Singer-composer Sajna Sudheer sounds gleeful. Her single Sayonee, which she has composed and lent her voice to, will be releasing today. The song’s lyrics, which talk about love and longing, were penned by poet and writer Honey Bhaskaran. “She is a friend of mine and asked if I could compose the music and render the song. I said yes,” says Sajna.
While most of the production happened in Dubai, the music and its aspects took place in Kerala. And although it might seem like a difficult task, Sajna says, coordinating the project between the two countries wasn’t that big of a challenge. “I learnt during the pandemic that there is nothing you can’t do. This is the third song I have collaborated on during this period, and most of the production team I worked with were scattered. We would communicate through phone calls, video calls, WhatsApp…” For Sayonee, she composed the music, and Ralfin Stephen, who is based in Kochi, did the programming and arrangement. They did all their communication over the phone.
Sajna — who is an assistant professor at the Department of Music, Government College for Women, in Thiruvananthapuram — says that in the past, she could handle only one song a year, due to her hectic work schedule.
“However, as time has slowed down a bit for us during the pandemic, I was able to do more,” she says, adding that it is going to get hectic again as colleges have reopened.

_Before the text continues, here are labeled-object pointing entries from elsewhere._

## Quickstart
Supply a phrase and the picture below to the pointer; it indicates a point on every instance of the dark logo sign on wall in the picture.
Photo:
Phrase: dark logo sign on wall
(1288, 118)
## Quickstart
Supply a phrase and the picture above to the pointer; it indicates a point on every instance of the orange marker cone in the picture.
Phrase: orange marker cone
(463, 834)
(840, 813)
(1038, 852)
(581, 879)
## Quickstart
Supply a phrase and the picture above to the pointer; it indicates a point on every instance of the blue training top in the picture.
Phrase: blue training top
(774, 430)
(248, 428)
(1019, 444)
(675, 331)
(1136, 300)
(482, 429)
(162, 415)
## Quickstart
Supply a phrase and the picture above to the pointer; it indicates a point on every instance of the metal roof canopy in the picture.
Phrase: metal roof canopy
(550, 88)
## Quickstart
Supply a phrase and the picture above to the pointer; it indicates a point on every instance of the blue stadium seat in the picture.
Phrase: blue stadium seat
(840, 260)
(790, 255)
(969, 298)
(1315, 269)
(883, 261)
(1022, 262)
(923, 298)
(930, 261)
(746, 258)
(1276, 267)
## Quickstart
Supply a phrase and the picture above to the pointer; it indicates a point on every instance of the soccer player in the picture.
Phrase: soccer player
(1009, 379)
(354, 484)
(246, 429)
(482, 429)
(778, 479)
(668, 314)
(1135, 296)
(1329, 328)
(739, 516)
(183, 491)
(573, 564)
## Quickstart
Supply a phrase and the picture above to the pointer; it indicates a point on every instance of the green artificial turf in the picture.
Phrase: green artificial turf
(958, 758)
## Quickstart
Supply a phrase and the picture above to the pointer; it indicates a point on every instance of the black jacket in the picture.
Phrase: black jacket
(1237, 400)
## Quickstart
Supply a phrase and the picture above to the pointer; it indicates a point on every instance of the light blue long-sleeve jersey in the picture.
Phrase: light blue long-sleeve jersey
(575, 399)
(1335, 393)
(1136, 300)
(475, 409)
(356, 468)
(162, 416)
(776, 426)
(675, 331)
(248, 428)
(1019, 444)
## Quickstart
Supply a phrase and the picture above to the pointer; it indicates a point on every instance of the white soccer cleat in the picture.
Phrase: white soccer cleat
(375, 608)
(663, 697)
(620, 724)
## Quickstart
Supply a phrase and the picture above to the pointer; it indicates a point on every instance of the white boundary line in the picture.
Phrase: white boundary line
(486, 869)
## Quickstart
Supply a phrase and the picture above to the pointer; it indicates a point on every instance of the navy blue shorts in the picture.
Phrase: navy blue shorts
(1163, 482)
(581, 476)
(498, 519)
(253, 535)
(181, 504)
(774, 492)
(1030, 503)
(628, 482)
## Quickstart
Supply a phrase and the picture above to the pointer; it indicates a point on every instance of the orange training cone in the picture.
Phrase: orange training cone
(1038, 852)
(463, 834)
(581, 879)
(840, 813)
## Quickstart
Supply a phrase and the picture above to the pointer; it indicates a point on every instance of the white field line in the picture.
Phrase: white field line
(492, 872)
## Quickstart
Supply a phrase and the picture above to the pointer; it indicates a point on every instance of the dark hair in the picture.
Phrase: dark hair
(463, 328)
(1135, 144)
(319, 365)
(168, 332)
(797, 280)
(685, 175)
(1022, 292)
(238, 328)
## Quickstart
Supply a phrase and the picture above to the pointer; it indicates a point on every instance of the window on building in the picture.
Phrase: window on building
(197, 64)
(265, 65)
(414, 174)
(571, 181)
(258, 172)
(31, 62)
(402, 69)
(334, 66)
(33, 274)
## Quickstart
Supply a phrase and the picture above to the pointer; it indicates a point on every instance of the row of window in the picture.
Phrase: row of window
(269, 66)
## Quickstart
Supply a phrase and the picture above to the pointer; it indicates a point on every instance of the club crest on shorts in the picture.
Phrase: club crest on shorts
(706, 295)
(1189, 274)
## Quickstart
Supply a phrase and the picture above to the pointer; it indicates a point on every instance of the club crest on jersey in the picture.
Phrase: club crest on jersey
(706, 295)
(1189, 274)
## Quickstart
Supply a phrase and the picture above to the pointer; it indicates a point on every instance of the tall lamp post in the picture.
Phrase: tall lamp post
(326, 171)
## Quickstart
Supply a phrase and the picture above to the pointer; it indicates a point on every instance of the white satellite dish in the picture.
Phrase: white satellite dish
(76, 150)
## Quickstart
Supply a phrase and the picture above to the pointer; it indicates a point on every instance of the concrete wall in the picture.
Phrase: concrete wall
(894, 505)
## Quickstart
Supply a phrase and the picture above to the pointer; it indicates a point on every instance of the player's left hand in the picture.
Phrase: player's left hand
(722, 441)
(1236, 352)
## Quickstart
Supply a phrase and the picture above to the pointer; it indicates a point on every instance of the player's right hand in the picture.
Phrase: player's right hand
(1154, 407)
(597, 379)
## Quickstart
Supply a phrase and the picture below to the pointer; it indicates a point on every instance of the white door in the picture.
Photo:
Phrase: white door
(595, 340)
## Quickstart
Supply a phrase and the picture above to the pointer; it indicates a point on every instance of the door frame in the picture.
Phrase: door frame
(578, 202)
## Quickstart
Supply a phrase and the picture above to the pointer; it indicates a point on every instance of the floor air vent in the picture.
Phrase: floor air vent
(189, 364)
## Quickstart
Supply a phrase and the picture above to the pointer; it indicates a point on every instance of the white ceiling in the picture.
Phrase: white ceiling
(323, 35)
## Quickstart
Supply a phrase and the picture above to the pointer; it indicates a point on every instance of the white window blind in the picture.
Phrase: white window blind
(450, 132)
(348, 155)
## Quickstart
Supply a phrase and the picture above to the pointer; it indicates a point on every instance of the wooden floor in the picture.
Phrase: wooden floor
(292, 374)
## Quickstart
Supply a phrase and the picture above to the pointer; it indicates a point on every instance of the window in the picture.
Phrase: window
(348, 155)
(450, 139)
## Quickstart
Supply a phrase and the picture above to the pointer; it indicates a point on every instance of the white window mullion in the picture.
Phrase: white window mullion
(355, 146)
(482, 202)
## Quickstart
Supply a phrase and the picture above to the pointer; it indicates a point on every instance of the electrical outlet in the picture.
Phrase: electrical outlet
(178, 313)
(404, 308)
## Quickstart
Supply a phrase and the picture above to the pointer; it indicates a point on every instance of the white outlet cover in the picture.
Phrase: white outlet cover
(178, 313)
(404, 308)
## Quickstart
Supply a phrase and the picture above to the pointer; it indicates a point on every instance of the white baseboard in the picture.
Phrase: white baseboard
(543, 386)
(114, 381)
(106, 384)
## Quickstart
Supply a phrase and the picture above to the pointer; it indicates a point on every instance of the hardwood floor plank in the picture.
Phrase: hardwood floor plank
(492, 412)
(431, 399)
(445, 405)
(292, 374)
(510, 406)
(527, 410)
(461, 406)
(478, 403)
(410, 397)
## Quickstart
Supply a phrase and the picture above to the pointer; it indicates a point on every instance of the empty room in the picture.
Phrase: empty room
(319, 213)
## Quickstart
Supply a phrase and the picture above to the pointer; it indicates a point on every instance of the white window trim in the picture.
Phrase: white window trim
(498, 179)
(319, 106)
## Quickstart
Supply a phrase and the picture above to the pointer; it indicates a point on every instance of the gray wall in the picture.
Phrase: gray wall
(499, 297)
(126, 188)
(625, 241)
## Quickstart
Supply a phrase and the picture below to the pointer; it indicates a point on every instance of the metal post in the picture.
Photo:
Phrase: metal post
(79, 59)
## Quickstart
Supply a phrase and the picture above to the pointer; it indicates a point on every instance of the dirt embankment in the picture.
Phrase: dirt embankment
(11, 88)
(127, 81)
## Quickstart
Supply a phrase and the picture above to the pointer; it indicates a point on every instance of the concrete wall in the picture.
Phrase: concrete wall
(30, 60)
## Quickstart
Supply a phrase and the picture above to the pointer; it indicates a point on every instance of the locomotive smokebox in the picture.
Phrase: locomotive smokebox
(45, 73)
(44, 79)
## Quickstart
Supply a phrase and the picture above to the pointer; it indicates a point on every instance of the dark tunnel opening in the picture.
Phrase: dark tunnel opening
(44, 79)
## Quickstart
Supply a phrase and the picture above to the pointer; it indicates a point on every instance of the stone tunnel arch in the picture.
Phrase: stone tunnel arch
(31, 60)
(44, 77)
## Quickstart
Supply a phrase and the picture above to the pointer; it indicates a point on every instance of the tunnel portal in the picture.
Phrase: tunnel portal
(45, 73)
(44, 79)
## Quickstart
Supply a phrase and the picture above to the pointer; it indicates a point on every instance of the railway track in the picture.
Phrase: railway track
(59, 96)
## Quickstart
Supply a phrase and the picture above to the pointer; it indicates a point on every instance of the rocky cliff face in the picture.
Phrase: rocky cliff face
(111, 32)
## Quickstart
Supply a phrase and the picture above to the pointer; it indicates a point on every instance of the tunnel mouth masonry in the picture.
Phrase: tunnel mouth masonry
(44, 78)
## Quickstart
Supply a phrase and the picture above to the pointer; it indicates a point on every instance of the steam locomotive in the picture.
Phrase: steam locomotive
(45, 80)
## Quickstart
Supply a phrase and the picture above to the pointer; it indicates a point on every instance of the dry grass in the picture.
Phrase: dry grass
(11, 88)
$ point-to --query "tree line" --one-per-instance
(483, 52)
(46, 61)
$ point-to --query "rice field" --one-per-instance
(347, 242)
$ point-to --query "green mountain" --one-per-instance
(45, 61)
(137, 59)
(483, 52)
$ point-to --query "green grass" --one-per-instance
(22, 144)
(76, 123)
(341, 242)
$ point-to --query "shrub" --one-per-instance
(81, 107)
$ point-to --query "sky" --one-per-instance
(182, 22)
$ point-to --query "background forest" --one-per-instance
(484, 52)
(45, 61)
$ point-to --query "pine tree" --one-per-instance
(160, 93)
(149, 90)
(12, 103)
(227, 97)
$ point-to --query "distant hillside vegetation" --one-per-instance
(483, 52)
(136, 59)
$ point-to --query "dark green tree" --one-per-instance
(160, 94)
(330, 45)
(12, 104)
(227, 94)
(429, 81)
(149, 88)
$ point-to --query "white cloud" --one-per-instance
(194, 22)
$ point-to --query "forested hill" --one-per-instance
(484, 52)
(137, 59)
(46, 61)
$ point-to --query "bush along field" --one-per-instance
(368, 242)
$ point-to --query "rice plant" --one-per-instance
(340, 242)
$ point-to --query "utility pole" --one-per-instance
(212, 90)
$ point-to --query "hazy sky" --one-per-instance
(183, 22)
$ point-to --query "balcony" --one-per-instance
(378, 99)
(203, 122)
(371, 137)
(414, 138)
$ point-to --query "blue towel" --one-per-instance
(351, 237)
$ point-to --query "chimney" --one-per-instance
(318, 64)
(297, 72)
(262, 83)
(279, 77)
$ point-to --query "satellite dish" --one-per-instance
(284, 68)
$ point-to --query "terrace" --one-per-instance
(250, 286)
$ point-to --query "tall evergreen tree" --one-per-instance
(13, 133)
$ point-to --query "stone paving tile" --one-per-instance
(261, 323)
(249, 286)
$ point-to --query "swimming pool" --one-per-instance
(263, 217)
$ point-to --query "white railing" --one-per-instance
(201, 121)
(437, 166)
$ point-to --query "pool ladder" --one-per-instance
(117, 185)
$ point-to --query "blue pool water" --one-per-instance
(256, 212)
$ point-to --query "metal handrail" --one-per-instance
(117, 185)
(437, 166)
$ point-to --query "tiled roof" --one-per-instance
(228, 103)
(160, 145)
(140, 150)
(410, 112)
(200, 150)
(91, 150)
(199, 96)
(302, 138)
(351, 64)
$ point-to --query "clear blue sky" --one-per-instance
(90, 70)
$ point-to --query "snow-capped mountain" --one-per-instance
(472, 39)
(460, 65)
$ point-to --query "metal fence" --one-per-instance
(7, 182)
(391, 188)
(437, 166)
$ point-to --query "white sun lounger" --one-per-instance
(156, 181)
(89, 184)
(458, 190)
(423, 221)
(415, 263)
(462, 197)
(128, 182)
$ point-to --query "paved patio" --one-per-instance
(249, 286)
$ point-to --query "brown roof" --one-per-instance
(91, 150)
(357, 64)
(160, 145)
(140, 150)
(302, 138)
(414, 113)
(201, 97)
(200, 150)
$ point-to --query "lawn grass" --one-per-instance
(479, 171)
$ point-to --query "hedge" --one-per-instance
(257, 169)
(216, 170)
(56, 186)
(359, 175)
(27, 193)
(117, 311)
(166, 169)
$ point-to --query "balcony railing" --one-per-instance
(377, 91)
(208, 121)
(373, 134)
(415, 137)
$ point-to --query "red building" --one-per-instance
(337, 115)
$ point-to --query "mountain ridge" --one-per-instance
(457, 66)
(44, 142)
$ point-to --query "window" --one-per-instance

Sayonee is the third song released by Sajna during the last one year. The first song was Jwalamukhi, a lullaby with lyrics written by Smitha Nambiar, which was released in June 2020. “It was a collaboration among seven women — all of us mothers from different corners of the world. We synergised our creative talents to compose, score, sing, choreograph and edit the lullaby. There was no orchestration, just a shruthi.” The second one was Thiruvona Ponnunjal, an Onam song, conceptualised by Wonderwall for Muzic247. Anu Elizabeth penned the lyrics, while Sreekanth Hariharan rendered the song.
While it might not seem much to an average listener, she tells us that each raga can change the mood. Sayonee, which is just over five minutes and has a ghazal touch to it, is set in the raga Yamuna Kalyani. “I gave Honey three options — Yamuna Kalyani, Behag, and Pantuvarali. While Pantuvarali sounded melancholic, Behag sounded too light-hearted. So we chose the middle ground with Yamuna Kalyani, which is a laidback raga, providing us with a lot of space to explore,” she explained.
Apart from the raga, the essence of the song also lies in the lyrics. “Honey had penned a lot of lines for the song. At first, we thought we would trim it. However, we soon realised that the essence of the song would be lost if we did so,” she says, adding that Ralfin has done an “excellent job in arranging the piece”. “He held back where needed, gave just the right texture, and gone all out at other times,” she says.
A dedicated participant in the vlogosphere, the artiste who completed a 42 hour musical marathon, thus entering the Limca Book of Records in 2019, has just complete a season of ‘Conversations with Sajna’ on her YouTube channel. A 12 episode series, the show saw her engaged in conversations with celebrities from different walks of life. The series, which started with an interview with Soorya Krishnamoorthy, also saw motivational speaker Dhanya Ravi, playback singer Karthika Vaidyanathan, and mridangist Aneesh Krishna appear as guests.
Sajna is currently working on a series on unfamiliar compositions of composers on the same platform. The first in what will most likely be a six-part series was Pranamamyaham, a composition by Dakshinamoorthy Swami that is set in Saraswathi raga and Rupaka thalam, which she released on January 1, 2021. “Everyone knows Dakshinamoorthy sir as a film composer. However, not many know that he has done a few major works in Carnatic music. I want to pull out compositions of such composers and slightly recreate them in the orchestration,” says Sajna.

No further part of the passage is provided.